No two data points in this table come from the same system or methodology, and cost figures are not directly comparable — a $20 WordPress plugin bug and a $1,000 FFmpeg memory corruption finding represent different levels of difficulty and impact. What the table establishes is directional: across heterogeneous approaches, the emerging cost floor for AI-assisted vulnerability discovery is measured in hundreds to low thousands of dollars, not in the tens of thousands historically associated with expert manual research.

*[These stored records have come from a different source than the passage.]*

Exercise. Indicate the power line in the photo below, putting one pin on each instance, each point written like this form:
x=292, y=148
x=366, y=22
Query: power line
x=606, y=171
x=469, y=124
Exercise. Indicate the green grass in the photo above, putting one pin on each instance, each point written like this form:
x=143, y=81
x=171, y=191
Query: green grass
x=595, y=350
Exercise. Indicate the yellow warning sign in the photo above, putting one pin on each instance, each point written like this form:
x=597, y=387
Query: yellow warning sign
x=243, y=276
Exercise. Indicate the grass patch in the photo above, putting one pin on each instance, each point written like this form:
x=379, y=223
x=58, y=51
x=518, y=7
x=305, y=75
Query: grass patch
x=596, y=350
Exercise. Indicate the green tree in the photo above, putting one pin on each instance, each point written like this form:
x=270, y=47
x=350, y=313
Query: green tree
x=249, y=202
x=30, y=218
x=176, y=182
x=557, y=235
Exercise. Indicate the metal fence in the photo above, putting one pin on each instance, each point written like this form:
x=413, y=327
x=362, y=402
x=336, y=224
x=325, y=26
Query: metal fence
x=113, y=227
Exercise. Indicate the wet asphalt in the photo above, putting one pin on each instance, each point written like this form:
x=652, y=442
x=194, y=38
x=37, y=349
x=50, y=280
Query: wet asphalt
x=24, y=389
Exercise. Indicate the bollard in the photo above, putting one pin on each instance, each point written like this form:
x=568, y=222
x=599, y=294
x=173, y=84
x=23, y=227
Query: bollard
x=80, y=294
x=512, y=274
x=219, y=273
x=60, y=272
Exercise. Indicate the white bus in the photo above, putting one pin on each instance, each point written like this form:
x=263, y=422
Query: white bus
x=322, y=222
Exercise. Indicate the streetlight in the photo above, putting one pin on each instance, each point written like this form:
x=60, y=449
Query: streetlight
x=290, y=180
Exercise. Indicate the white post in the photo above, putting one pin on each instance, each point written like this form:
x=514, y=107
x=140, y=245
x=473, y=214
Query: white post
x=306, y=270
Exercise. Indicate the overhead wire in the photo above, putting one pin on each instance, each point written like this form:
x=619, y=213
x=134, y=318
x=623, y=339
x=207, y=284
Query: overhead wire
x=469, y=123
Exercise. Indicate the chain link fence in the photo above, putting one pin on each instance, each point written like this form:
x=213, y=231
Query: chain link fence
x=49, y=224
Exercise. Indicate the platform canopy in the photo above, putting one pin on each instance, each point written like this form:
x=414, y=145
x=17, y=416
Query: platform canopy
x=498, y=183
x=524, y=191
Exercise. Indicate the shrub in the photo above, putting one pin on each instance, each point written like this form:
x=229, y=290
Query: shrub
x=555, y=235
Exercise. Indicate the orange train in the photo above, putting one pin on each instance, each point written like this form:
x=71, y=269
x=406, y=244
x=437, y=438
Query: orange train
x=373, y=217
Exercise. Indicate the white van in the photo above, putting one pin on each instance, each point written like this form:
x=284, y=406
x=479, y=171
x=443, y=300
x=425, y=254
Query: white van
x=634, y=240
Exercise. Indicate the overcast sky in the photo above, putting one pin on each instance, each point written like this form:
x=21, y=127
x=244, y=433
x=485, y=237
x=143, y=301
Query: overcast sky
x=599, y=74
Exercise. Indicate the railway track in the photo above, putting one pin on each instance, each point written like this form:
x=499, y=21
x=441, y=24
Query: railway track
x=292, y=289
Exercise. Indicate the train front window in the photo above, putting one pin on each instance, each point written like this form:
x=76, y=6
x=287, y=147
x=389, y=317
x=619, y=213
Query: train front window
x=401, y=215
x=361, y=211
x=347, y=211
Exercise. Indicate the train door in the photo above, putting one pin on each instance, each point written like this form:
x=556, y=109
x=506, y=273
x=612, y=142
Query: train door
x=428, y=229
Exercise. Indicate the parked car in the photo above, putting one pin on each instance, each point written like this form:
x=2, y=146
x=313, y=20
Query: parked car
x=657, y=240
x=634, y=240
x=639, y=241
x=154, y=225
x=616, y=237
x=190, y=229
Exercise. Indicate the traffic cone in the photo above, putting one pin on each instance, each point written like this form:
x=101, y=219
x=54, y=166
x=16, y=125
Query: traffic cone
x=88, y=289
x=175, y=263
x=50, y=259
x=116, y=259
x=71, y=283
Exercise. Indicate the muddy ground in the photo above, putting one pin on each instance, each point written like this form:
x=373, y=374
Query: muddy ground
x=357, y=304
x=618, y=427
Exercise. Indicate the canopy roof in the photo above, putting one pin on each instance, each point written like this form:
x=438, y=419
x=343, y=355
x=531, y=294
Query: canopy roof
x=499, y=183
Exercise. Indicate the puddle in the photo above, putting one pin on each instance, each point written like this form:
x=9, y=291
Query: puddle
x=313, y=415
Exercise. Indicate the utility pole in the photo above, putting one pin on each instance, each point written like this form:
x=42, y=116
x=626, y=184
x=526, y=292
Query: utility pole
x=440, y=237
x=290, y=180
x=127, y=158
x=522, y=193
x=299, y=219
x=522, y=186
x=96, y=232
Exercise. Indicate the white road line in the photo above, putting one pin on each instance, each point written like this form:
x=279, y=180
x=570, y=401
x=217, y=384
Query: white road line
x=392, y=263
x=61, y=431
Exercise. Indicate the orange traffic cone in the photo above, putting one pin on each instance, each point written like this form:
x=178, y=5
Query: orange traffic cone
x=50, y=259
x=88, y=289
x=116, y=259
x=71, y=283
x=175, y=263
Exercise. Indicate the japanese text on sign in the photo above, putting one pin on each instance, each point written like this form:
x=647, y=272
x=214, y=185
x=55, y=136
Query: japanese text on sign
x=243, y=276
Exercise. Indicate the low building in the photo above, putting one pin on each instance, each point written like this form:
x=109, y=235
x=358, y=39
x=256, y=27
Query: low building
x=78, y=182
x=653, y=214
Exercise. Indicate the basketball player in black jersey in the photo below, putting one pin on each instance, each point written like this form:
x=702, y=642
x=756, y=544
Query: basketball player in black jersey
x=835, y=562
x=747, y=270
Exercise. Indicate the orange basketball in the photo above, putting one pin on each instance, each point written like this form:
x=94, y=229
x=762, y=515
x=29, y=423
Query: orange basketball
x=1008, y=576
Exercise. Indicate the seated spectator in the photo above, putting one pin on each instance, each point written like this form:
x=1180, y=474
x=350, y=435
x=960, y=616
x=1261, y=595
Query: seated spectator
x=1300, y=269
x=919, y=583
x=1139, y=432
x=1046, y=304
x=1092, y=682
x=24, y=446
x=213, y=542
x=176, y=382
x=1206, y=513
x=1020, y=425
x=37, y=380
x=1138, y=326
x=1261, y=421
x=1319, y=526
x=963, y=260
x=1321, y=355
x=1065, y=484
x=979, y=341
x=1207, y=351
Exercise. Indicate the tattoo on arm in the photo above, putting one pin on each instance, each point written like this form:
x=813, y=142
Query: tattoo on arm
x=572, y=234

The WordPress finding illuminates how context shapes these numbers. The $20-per-vulnerability figure reflects specific characteristics of the WordPress plugin ecosystem — a vast number of plugins maintained by volunteers without dedicated security resources — and should not be generalized to hardened enterprise codebases [8]. FFmpeg, by contrast, is one of the most aggressively fuzzed open-source projects in existence. The fact that an AI agent surfaced 21 novel findings in it for $1,000 suggests the economic case for AI-assisted research extends well beyond low-hanging fruit.

The Inverted Bottleneck

The more consequential shift may be structural rather than purely technical. In the same week that Depthfirst disclosed its FFmpeg findings, Google shipped Chrome 149 with 429 security patches — a record single-release total, with over 100 classified as critical or high severity [3]. The two events in close timing illustrate the central tension organizations now face: AI systems are producing vulnerability findings faster than software maintainers, enterprise patch teams, and vulnerability management workflows can absorb them.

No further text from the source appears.